A talented archer, Trinity found her path the first time she picked up a bow and arrow. This 12th grader reports that archery has allowed her to understand what it feels like to find focus, “a moment in time where the world stops spinning.”Trinity was adopted and is diagnosed with ADHD, PTSD, RAD and APD. Even so, she has remained positive and pursued her goals. Among her many accomplishments, she is the 2018 Colorado Cadet Girls Barebow State Champion, Junior Olympic Archery Development Team member, a 2018 Junior Olympic Archery Division champion of the year and state champion. A talented artist, Trinity is exploring a career in Art Therapy and was accepted to all five colleges she applied to.

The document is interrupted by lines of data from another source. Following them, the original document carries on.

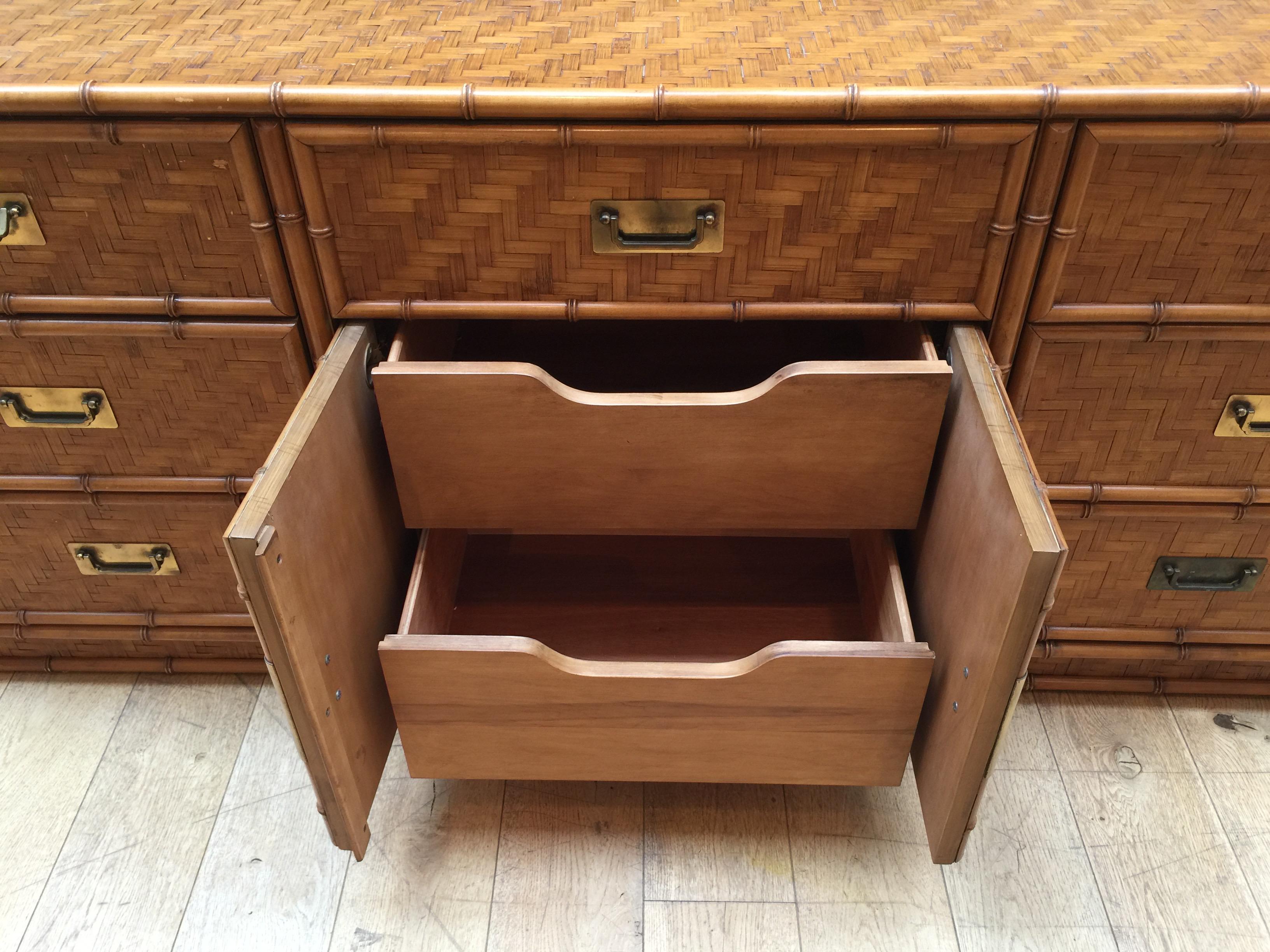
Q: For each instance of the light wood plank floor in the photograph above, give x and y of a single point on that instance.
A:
(148, 813)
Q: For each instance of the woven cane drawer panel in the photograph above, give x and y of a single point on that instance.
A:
(1177, 221)
(136, 208)
(191, 398)
(1126, 412)
(1112, 556)
(844, 224)
(37, 573)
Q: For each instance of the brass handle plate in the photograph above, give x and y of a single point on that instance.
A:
(18, 225)
(657, 226)
(124, 558)
(1245, 415)
(1206, 574)
(75, 408)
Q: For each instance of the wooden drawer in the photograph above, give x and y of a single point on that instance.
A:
(1160, 216)
(42, 517)
(765, 660)
(864, 216)
(141, 211)
(1116, 548)
(661, 426)
(688, 658)
(1102, 404)
(189, 398)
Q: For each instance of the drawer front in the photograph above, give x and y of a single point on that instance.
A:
(797, 712)
(39, 573)
(187, 398)
(1102, 409)
(1161, 214)
(821, 446)
(840, 214)
(1116, 549)
(140, 210)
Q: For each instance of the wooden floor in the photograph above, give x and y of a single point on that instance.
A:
(172, 813)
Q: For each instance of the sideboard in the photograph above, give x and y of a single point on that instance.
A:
(809, 342)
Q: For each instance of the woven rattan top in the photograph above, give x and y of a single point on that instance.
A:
(638, 42)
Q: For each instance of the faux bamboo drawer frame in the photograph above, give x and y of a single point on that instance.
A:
(323, 554)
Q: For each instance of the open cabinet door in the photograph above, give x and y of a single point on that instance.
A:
(323, 556)
(985, 560)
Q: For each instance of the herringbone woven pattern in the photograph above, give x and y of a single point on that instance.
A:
(37, 573)
(512, 222)
(634, 42)
(1112, 558)
(131, 219)
(1185, 224)
(184, 408)
(1124, 412)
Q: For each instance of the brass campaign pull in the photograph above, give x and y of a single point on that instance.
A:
(56, 407)
(1198, 574)
(18, 225)
(124, 559)
(1245, 415)
(9, 214)
(657, 225)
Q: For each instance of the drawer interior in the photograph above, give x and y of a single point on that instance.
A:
(712, 659)
(656, 598)
(658, 356)
(661, 427)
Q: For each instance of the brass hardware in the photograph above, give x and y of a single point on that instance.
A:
(1199, 574)
(18, 225)
(1245, 415)
(83, 408)
(124, 558)
(657, 226)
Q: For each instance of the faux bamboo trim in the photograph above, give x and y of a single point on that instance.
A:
(203, 620)
(1149, 652)
(419, 309)
(658, 105)
(1034, 217)
(181, 329)
(289, 214)
(1152, 315)
(733, 136)
(1159, 636)
(164, 305)
(1208, 495)
(140, 635)
(1150, 686)
(134, 665)
(131, 485)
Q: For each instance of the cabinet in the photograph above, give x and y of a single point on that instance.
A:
(738, 655)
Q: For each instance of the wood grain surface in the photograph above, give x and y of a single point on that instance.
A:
(331, 587)
(814, 446)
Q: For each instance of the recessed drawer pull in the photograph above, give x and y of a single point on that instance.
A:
(1206, 574)
(124, 559)
(1245, 415)
(9, 214)
(705, 219)
(56, 407)
(643, 226)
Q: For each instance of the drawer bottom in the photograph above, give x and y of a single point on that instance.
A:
(770, 660)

Donnie Minor Jr., Naperville, IL

As a young child, Donnie displayed many signs of Autism Spectrum Disorder. After interventions and hard work, he moved beyond that diagnosis but continued to struggle with ADHD. Despite ongoing social challenges, he is deeply committed to helping others through volunteering with organizations that provide basic needs to local disadvantaged families. In addition to working at food pantries, he developed a program to provide school uniforms and supplies to low-income middle-school students. This program has expanded and now ensures that all families at the middle school receive a Thanksgiving dinner. Donnie acknowledges that his community service has given his life meaning and has motivated him to meet high academic standards. “I thank my obstacles for preparing me to be the greatest Donnie Minor, Jr. that I can be, and continue to find joy in life knowing that no matter what I face, I will always be a conqueror.”

Walter Henry, Syosset, NY

Reflecting on his experiences as a student with learning challenges, Walter vividly remembers “being separated.” In sports, however, that was not the case. Sailing since the age of eight, Walter explains, “On the water, my disability became an advantage.” Having to work harder, focus more, and attend to things others took for granted, he developed a “peripheral awareness” that served him well on and off the water. In his coach’s words, “Sailing allowed him to demonstrate his initiative, talent, and determination.” Walter’s years of practice and perseverance have earned him well-deserved success: He represented the US at the 2018 Youth World Championship, and won the gold medal in the 420 Class. He also won the International Yacht Racing Union World Youth Sailing Championship Trophy–the highest, most coveted honor in international youth sailing, and Walter brought it home to the USA for the first time in history. “No matter where I am, the wind and the water will always be with me, and my adventures have only just begun.”